父・真吾トレーナーが語るモンスター井上尚弥の原点 幼少期にかわした「男と男の約束」とは

 「ボクシング・WBC・WBO世界スーパーバンタム級タイトルマッチ」(25日、有明アリーナ)

 日本男子2人目の世界4階級制覇を達成した井上尚弥(30)=大橋=の父・真吾トレーナー(51)がデイリースポーツの取材に応じ、息子の快挙達成をたたえた。小学1年生でボクシングを始め、プロ転向後も連勝を伸ばし続けるモンスターに「先のことを考えるよりも、一戦一戦を大事にという心構えでやってきた。一つ一つクリアしていったら、結果がついてきた。それが今につながっている」としみじみと振り返った。

 練習から妥協を許さない姿勢は、ボクシングを始めた時から根付いている。ボクシング経験のある父に憧れを抱いていた尚弥は、幼少期に自らやりたいと申し出た。

 「厳しさのある格闘技なので、簡単にいいよと言えなかったのですけど、本人がやると決めたことなので、『男と男の約束だ』としっかりかわしました。やると決めたら、自分に言い訳できないよと」

 破格のファイトマネーを手にしても、浪費することはしない。自身もたたき上げで、事業での成功を収めた真吾氏。プロ転向前には社会人として常識的な金銭感覚を身につけさせるためにアルバイトをさせたこともある。

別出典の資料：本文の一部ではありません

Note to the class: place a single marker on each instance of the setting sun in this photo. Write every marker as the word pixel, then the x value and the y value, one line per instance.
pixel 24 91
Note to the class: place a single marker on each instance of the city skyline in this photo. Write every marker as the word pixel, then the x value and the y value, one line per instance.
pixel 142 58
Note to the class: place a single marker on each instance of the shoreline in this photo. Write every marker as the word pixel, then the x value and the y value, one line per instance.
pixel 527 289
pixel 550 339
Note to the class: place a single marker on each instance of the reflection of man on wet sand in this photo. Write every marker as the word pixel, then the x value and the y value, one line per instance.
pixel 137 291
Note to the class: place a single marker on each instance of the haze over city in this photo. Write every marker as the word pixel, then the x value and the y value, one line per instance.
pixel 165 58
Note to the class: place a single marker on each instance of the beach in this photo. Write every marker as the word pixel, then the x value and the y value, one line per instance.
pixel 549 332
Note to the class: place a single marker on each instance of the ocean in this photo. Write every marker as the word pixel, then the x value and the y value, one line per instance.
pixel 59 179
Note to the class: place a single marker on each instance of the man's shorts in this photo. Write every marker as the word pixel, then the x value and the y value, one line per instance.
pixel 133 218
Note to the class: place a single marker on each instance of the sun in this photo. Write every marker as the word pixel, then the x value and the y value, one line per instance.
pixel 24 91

 「やっぱり体を使って、汗を流して、給料をもらうということは大変なことだと分かってもらいたかった。スポーツ選手って自分のたけているところでやるから、そういう(金銭)感覚がないと思う。一般の人はみんなこうやって、生計を立てているんだよ、というのを少しでも経験して感じてほしかった」。そんな父の思いが通じて、尚弥はリングに立てば「見てくれているお客さんを意識している」と言う。入場料を払って応援してくれるファンへのありがたみを決して忘れない。

 4月にWBA世界バンタム級王者となった弟・拓真に続き、兄弟でベルトを獲得。「(尚弥は)長男っぽい。人を引っ張っていくタイプですよね。まあ、拓真は次男といえば次男らしい。性格は兄弟で全然違うんですよね。自分は次男なんだけど、ナオと同じような性格。自分に似たのかな」と真吾トレーナー。はにかみながら答え、長男の背中を見つめた。